US job growth slowed more than expected in June
The US economy added far fewer jobs than expected last month, with just 57,000 added in June, according to Bureau of Labor Statistics data released Thursday.
June’s tally is a cooldown from May’s gains of 129,000 jobs and came in well below economists’ expectations for 100,000 jobs to be added. The unemployment rate dropped to 4.2% from 4.3%.
Thursday’s report showed that leisure and hospitality businesses shed 61,000 jobs last month, reflecting weaker-than-usual seasonal hiring, the BLS noted in the report.
That sector — which is closely watched as a gauge for consumer health, since it can be tied to discretionary spending — was expected to be a wild card: Economists were unsure as to how much World Cup-related events lifted hiring in May and June.
June’s job gains were driven (once again) by healthcare, an industry buoyed by an increasingly aging US population. Healthcare and social assistance added 46,600 jobs last month.
Professional and business services jobs increased by 36,000 last month, while industries such as construction (+11,000 jobs) and manufacturing (+3,000 jobs) ticked up. In addition to leisure and hospitality, jobs were shed in industries such as information (down 9,000 jobs) and retail trade (down 7,500 jobs).
Still, more industries added jobs than lost them, and employment growth is running at a significantly faster tick than last year.

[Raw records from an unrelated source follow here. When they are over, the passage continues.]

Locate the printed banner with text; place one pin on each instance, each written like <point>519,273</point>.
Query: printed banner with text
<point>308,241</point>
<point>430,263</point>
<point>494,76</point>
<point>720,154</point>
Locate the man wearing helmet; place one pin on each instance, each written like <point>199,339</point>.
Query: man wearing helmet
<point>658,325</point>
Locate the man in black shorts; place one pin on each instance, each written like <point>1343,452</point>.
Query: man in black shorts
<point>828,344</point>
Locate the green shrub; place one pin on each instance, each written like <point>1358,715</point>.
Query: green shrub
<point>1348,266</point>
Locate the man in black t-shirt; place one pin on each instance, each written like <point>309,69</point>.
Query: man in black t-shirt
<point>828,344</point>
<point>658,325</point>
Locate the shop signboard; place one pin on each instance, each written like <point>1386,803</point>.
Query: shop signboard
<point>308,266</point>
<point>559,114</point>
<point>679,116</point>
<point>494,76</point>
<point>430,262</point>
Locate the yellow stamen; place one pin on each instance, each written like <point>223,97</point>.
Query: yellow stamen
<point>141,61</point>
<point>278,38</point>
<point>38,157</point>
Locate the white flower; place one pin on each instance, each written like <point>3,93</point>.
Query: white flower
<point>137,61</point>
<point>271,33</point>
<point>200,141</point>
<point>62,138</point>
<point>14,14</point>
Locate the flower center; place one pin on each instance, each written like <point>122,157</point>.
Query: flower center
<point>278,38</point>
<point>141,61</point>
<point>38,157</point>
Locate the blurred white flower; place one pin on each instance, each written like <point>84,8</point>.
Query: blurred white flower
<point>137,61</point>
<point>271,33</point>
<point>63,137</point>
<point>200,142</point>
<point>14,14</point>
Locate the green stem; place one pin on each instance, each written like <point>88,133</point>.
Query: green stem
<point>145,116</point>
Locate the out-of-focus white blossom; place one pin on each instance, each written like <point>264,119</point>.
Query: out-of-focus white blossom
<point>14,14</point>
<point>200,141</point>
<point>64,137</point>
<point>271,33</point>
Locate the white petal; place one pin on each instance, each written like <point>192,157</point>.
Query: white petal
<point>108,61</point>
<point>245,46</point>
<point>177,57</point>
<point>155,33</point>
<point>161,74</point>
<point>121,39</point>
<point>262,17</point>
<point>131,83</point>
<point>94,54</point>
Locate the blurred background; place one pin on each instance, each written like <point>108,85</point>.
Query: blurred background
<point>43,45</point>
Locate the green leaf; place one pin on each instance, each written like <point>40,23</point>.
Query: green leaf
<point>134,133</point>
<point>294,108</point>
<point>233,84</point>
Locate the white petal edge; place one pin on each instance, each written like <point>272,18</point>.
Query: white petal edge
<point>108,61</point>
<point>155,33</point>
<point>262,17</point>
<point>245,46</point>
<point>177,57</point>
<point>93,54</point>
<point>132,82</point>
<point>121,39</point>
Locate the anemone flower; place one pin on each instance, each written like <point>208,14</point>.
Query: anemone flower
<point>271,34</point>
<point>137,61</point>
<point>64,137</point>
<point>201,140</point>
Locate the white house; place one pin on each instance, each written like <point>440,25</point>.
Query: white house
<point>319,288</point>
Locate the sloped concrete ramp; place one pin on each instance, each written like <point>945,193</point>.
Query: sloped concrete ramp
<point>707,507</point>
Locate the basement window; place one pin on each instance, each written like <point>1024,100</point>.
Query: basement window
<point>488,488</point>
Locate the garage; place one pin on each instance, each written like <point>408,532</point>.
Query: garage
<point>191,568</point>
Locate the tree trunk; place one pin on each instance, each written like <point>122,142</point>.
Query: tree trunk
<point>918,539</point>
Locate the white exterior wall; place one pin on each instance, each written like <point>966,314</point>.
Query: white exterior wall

“The acceleration in employment gains in the first half of this year, averaging 92,000 per month versus the paltry average of just 10,000 per month last year, both reflect and support strong economic activity in the US, particularly providing underpinning for continued solid consumer spending,” Kathy Bostjancic, Nationwide chief economist, wrote in a note Thursday.
Not only were employment gains softer in June, but the unemployment rate dropped as fewer people were in the labor market. Labor force participation dropped to a five-year low of 61.5% last month, falling from 61.8% in May.
“That decline in participation had been concentrated among older workers, perhaps because big stock market gains were prompting a wave of early retirements,” Pantheon Macro economists Samuel Tombs and Oliver Allen wrote in a note Thursday. “But prime-age participation fell sharply last month too.”
The labor market has been contending with a range of headwinds, including an aging demographic, the rapid adoption of AI, and a recent spike in oil prices from the war in the Middle East.
This story is developing and will be updated.